Dalam lomba ini peserta yang paling banyak mendapatkan ikan, dengan timbangan yang paling berat akan dinobatkan sebagai pemenang. Dalam lomba ini para peserta diberi waktu 2,5 jam untuk mengumpulkan ikan.
“Yang dinilai banyak dan beratnya jumlah ikan serta penampilan peserta, yang benar - benar tradisional,” pungkasnya.

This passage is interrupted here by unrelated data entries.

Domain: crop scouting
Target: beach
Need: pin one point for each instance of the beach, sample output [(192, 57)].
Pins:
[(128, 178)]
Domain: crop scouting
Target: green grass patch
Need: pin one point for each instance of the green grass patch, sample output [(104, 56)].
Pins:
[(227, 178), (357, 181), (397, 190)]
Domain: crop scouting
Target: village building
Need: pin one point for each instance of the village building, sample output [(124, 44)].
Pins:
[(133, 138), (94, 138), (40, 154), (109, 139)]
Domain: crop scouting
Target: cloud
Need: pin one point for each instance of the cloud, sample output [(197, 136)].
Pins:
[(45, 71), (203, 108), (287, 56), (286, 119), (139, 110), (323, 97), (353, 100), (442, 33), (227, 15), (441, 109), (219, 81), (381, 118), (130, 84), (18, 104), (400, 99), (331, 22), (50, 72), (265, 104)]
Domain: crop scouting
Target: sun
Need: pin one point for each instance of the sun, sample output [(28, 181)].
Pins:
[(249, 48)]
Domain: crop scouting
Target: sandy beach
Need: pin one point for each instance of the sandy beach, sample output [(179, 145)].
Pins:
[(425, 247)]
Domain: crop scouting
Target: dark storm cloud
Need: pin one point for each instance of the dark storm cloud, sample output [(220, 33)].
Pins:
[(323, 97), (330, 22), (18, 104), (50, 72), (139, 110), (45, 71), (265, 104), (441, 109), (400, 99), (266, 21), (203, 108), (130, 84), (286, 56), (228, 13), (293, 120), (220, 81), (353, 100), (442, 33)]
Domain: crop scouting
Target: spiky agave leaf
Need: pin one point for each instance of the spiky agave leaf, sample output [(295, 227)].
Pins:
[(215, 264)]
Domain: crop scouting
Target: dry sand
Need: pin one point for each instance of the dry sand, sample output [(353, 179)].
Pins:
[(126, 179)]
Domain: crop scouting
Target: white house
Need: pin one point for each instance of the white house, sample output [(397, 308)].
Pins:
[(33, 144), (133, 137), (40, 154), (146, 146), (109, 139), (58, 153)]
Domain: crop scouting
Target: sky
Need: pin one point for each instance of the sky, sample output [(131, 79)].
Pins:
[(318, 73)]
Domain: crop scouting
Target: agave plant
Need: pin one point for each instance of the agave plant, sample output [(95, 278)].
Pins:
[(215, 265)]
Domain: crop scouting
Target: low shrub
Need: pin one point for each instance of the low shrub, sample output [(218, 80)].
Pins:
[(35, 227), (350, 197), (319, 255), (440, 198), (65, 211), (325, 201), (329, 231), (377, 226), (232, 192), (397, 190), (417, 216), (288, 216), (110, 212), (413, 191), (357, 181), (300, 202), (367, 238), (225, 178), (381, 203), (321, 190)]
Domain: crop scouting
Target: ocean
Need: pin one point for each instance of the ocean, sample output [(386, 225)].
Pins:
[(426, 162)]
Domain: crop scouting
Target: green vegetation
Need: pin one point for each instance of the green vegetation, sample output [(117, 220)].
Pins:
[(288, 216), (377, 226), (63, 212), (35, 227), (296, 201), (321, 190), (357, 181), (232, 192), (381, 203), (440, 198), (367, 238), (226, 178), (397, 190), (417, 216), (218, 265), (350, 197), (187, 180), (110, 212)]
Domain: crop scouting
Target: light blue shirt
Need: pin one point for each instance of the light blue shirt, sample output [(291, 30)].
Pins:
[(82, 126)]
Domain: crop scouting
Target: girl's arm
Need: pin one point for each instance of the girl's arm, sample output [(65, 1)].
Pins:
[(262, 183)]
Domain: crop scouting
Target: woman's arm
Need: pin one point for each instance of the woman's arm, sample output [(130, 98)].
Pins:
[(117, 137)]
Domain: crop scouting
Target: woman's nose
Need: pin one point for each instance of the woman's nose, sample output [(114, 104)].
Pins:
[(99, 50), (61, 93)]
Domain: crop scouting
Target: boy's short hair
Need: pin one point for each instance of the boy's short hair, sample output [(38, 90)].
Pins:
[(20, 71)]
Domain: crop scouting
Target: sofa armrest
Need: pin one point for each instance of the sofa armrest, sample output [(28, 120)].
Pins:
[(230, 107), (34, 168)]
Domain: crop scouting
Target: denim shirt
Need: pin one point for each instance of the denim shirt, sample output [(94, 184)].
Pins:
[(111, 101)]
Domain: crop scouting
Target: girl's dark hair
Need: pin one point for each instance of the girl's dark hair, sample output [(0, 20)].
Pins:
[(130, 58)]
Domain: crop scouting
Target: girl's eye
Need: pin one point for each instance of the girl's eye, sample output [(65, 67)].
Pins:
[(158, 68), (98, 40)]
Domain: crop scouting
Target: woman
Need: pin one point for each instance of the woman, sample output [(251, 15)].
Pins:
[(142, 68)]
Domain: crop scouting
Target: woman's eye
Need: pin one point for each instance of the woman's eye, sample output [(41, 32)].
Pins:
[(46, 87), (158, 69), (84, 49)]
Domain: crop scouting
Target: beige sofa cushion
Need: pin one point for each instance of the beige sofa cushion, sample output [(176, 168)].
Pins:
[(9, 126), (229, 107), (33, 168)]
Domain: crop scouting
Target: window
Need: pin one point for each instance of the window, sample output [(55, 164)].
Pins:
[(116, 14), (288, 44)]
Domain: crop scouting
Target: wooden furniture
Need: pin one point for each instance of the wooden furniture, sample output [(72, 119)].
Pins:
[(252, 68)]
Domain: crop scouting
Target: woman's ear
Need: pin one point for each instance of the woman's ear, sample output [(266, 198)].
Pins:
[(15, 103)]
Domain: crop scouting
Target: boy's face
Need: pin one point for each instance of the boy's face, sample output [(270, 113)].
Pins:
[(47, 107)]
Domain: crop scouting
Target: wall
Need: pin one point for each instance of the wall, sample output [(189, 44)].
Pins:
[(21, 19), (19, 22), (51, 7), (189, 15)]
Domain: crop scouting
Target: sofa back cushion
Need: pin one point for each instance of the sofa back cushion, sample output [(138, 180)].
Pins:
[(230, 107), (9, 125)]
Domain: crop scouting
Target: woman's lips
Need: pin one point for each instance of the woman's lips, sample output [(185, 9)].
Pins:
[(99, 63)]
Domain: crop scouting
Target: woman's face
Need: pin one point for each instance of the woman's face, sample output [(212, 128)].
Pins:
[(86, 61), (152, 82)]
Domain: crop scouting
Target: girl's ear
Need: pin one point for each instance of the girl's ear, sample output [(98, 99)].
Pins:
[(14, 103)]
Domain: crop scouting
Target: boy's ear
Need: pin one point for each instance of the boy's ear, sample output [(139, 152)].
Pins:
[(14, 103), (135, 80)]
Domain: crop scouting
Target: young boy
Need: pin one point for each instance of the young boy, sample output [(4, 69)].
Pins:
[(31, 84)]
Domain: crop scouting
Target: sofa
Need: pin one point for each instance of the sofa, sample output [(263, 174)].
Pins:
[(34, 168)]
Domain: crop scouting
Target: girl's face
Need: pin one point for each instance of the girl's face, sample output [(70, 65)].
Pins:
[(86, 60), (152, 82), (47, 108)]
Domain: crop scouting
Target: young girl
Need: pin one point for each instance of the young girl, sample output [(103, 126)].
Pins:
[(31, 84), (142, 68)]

Untuk diketahui jumlah total peserta mencapai 32 tim dan dalam lomba mancing tersebut, untuk juara satu diraih tim dari Raja Seberang, dengan berat ikan mencapai 1,5 kilogram, juara 2 diraih tim dari Kelurahan Baru, dengan berat satu kilo empat ons, dan juara 3 direbut dari Raja Seberang dengan berat ikan mencapai sembilan ons. (tyo/sla)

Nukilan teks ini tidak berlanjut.